A former lawyer and literary agent, Catto started in production at Accent Entertainment before being hired by CBC in 2001. Her stint as exec in charge of drama production extended to 2005, when she left CBC briefly, returning in 2006 as creative head of drama. She left once again in 2011 for an EVP position at Cineflix Studios but returned to the Ceeb in 2012.

She has overseen production on series including the period detective drama Murdoch Mysteries (Shaftesbury), which CBC began airing in 2013 after City dropped it, and has proven a brilliant pickup. It was the Ceeb’s highest-rated weekly scripted series last season, averaging 1.2 million viewers.

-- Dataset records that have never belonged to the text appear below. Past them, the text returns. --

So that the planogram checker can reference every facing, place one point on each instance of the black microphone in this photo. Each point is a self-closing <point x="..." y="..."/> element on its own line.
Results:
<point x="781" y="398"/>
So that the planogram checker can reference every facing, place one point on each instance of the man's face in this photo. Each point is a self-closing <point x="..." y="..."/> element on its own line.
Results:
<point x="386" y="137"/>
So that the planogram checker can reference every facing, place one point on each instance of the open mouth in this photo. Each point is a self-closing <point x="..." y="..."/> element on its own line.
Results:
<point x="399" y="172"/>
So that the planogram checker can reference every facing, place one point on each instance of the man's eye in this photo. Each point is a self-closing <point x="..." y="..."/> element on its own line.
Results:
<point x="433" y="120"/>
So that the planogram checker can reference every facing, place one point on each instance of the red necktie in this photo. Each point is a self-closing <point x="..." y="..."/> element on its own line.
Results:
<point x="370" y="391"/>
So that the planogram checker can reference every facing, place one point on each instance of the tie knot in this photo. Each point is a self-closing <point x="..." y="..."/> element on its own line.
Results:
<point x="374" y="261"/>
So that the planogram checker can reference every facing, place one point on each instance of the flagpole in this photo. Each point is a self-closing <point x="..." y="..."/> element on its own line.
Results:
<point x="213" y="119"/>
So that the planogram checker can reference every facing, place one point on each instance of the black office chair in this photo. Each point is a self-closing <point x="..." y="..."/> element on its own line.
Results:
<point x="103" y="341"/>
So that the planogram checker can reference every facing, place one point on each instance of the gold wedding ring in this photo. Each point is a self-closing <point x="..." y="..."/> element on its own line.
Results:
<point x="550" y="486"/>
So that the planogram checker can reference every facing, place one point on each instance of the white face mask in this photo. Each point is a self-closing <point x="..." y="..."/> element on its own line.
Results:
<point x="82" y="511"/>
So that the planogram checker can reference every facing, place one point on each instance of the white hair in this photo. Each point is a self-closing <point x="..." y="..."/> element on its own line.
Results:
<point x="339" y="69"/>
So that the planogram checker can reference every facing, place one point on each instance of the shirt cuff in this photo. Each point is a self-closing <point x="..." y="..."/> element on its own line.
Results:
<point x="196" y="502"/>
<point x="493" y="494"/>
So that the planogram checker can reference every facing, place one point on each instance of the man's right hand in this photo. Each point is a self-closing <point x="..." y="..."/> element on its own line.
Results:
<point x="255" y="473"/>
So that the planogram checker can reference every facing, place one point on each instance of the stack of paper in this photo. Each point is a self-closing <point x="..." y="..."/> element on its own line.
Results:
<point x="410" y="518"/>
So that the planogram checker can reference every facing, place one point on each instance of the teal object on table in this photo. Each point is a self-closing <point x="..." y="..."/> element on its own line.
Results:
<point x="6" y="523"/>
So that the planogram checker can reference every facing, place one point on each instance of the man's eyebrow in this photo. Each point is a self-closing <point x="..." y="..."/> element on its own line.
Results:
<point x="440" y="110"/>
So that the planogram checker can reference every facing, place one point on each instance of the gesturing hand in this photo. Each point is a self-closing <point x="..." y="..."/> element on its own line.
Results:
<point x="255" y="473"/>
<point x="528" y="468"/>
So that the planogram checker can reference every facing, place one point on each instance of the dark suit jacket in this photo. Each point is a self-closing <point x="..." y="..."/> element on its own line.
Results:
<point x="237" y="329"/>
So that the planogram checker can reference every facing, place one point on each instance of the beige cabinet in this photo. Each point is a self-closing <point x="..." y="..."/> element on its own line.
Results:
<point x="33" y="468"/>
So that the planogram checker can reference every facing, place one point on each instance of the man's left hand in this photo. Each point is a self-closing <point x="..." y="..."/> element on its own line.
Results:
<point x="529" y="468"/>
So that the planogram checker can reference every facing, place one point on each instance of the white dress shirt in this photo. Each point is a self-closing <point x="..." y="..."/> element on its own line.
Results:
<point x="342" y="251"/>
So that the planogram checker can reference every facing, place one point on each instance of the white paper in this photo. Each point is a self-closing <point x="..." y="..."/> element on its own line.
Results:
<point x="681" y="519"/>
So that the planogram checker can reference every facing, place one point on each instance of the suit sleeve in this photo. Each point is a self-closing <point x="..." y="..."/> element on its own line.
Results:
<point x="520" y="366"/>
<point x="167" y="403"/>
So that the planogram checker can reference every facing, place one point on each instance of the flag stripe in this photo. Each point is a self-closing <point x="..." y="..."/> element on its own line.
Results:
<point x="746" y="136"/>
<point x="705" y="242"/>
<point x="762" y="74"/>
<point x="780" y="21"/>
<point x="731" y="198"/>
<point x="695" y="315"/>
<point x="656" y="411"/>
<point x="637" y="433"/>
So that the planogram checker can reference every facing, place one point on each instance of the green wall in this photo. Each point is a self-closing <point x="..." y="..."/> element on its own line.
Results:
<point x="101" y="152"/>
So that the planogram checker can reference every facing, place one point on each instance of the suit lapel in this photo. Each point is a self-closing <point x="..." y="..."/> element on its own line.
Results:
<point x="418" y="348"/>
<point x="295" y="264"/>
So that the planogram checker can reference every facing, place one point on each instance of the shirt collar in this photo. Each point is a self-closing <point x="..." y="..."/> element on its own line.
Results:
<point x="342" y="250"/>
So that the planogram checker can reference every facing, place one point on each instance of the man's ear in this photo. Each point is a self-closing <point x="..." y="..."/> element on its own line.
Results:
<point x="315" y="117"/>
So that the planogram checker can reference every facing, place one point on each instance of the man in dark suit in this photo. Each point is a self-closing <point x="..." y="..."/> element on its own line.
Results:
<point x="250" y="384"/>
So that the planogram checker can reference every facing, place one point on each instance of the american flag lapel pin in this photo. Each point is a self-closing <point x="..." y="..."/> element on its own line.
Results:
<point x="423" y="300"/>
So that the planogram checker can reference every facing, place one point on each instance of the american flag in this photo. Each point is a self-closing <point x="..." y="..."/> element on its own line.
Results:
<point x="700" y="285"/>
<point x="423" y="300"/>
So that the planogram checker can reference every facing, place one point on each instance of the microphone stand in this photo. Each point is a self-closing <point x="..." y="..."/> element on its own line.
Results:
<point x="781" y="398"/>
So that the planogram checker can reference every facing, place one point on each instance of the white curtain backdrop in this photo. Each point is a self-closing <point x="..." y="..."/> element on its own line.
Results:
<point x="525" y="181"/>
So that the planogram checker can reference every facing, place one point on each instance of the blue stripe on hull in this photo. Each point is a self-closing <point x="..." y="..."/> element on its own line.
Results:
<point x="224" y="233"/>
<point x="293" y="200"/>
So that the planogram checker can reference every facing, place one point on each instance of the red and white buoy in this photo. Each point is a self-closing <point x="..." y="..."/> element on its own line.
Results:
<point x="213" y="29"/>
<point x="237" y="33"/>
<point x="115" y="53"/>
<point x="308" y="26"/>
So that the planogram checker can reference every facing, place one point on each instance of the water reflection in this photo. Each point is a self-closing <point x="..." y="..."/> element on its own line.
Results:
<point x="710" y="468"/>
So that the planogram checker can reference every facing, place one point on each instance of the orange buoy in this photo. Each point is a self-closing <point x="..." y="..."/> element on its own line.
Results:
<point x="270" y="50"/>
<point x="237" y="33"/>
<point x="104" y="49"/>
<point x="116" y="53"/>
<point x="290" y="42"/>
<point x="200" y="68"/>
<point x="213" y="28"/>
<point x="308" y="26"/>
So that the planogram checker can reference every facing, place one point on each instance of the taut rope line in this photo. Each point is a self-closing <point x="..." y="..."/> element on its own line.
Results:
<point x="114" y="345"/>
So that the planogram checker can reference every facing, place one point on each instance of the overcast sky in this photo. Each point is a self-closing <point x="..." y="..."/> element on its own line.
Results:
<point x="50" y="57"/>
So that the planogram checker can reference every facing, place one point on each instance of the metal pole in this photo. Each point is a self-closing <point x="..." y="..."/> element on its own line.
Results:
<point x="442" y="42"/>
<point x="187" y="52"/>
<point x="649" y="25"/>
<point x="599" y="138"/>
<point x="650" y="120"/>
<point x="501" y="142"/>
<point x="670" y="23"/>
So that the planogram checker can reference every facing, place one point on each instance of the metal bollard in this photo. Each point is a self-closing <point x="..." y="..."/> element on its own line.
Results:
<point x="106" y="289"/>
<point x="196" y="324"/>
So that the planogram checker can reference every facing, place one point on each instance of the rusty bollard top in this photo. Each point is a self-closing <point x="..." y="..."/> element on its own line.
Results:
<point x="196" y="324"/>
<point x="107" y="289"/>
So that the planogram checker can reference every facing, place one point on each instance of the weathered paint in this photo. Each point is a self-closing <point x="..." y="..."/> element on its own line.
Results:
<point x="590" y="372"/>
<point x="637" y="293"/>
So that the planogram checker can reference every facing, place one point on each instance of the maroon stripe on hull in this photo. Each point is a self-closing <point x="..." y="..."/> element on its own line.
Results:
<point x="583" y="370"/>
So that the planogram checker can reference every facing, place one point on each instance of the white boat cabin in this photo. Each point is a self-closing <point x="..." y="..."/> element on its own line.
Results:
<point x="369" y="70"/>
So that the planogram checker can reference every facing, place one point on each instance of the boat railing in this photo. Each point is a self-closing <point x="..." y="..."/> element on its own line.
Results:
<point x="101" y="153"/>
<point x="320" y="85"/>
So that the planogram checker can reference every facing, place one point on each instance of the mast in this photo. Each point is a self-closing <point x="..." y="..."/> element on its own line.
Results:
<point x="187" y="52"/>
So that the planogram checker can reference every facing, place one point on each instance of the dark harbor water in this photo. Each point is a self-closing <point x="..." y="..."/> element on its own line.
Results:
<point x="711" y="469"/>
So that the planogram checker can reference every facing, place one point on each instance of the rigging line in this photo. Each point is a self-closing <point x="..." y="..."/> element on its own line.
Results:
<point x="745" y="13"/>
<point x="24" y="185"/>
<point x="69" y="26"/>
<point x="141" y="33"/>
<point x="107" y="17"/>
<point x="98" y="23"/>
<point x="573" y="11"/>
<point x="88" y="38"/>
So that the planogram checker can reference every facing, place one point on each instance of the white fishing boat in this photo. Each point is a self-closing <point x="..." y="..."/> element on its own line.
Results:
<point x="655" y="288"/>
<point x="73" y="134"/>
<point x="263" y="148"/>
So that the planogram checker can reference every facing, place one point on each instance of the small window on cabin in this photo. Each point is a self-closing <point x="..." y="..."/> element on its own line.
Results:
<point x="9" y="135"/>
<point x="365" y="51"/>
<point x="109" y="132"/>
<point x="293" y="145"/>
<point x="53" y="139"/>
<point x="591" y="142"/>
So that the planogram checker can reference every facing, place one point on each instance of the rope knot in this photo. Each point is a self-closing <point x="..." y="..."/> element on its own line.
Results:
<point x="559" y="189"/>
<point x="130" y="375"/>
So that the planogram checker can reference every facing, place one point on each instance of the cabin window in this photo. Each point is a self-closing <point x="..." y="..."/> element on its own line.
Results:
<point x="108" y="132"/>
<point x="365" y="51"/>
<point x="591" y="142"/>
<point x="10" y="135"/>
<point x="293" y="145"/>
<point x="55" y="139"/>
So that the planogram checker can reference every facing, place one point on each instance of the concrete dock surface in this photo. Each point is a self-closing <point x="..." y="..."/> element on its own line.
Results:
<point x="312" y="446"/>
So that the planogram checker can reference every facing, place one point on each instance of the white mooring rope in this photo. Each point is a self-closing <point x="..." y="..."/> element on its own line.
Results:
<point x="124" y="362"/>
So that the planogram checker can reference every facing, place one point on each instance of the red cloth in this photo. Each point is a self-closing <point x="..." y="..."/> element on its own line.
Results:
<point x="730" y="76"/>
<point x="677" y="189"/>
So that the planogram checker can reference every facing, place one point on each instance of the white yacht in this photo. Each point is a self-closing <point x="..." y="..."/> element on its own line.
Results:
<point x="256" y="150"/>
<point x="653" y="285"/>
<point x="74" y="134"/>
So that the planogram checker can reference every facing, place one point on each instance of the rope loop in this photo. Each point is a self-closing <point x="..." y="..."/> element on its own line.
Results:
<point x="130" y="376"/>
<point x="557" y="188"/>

Previously, Catto was the CBC exec in charge of Chris Haddock’s Vancouver crime drama Intelligence (2006-07), which had ratings not commensurate with its rave reviews. But today, she notes, the series seems of a piece with popular serialized cable dramas. “Audiences are craving that kind of programming,” she says. And so, she and CBC are once again banking on Haddock and his new spy thriller The Romeo Section. It got off to a tough start, with its first two episodes averaging 333,000 viewers (total, 2+).

Reflecting all of Canada, Catto says, is key: “When I’m watching The Romeo Section and I’m seeing Vancouver reflected and characters and storylines that are organic to that coast, I feel a connection that’s very personal, and that makes it unique.”

And the Alberta rural drama Heartland (Seven24 Films), another show she has shepherded, is back for its ninth go-round, giving te network a reliable Sunday 7 p.m. family hit that averaged 928,000 viewers last season.

In comedy, the riches-to-rags Schitt’s Creek (Not a Real Company), created by and starring Eugene Levy and son Daniel and co-starring Catherine O’Hara, averaged more than one million viewers in its first season and returns in the new year. It is slated to again be followed on Tuesday nights by Mr. D (Topsail Entertainment), which averaged only half as many viewers. Still, Catto is bullish. “Not every show has to achieve the same goal,” she says. “Every time I’ve met with Gerry outside this office, people have come up to us and said, ‘Your show is the only show I watch with my kids.’ That has value for us.” It apparently also has value for CBS, which is developing a U.S. version.

CBC’s recent successes have come amid cuts including a workforce being trimmed by about 25% by 2020, a property sell-off, and a 25% cut to its programming budget over the past three years, which, says Catto, has had ramifications. (However, the new the Liberal government promised to bump up funding.)

“We’ve been able to do less and you’ll see more repeats,” she says. “But there’s a plan in place starting in 2015-16 that will see an increase in our programming budget every year for the next five years. Then we’ll be back to where we were three years ago. So we’re headed in a very positive direction.”